Speeding up decarbonisation of the built environment is key to getting the UK to net zero
100 Liverpool Street is British Land's first Net Zero development
With COP 26 fading from memories as Omicron and the cost of living dominate the headlines, it would be easy for policy makers and business leaders to take their eye off the UK’s net zero goal. But in the property sector, which is estimated to be responsible for 40% of global carbon emissions, we must continue to reduce emissions and work together to tackle this challenge head on.
At British Land we’ve come a long way, reducing our carbon intensity by 73% over the last ten years and have committed to making our whole portfolio net zero by 2030, but there is still so much more that we can do.
The good news is that demand for sustainable real estate is rising, from the businesses who lease our office space to the retailers who occupy our retail parks. They are increasingly prioritising buildings that minimise their own carbon footprints and have a positive impact on their people.
However, leaving this to customer demand alone will not drive change fast enough. We need a clear policy and regulatory environment that helps to reduce emissions from the construction and operation of all buildings, which is why we are suggesting five simple levers which policy makers could pull, at little or no cost, to speed up decarbonisation of the built environment:
First, government can accelerate the adoption of sustainable construction materials, including the safe use of timber in commercial buildings, by investing in research and development to prove the safety, strength and energy performance of different materials. This would help to stimulate innovation in supply chains and support the development of standardised, insurable systems, underpinned by simple, clear and consistent guidance.

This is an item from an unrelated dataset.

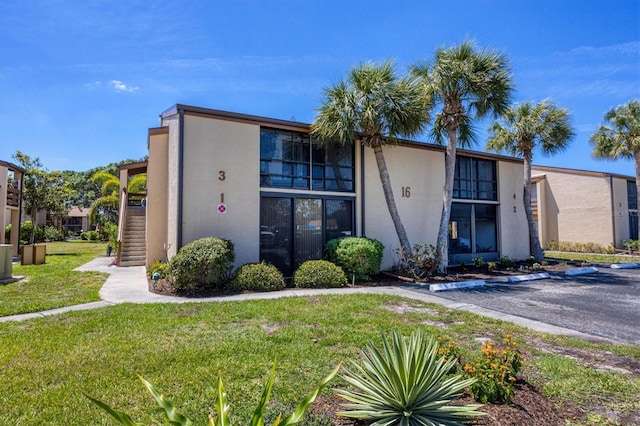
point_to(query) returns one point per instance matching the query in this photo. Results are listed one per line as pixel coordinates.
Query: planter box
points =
(33, 254)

Second, Building Regulations could be updated to regulate embodied carbon emissions, embed mandatory reporting and introduce minimum performance standards for the construction of buildings.
We need a clear policy and regulatory environment that helps to reduce emissions from the construction and operation of all buildings
Third, we would like to see mandatory sharing of energy performance data between property owners and larger occupiers, to enable accurate reporting of total energy consumption. Greater collaboration is critical to improving performance.
Fourth, the planning system could be used to incentivise the use of Power Purchase Agreements between property owners and renewable energy generators. These importantly are certified as increasing renewable energy supplied to the grid rather than using existing capacity.
Finally, we need the green skills in every sector and region to support this transition. Further devolution of Adult Education Budgets would help equip the workforce with the green skills that local businesses and industries need to reach net zero and drive economic growth.
For example, off-site manufacturing has a significant role to play in reducing the embodied carbon of new developments and addressing traditional construction skills shortages. Local skills programmes would help the workforce access these opportunities and support growth of the industry in parts of the country with great manufacturing traditions.
Business has a huge opportunity and responsibility to lead the way, as consumers continue to feel the impacts of rising inflation and the domestic energy transition takes time.
At British Land, we are working with and learning from our supply chain to improve our own buildings, by adopting best practice, and sharing lessons learnt with the wider industry to raise standards and accelerate the transition to net zero.
I am also confident that with the right policy and regulatory environment we can do more and the five measures suggested here can help to drive the collaboration and innovation that net zero demands. With buildings accounting for a significant proportion of the nation’s carbon emissions, these are simple but powerful levers for government to pull.
Simon Carter is Chief Executive Officer of British Land, a FTSE 100 property company.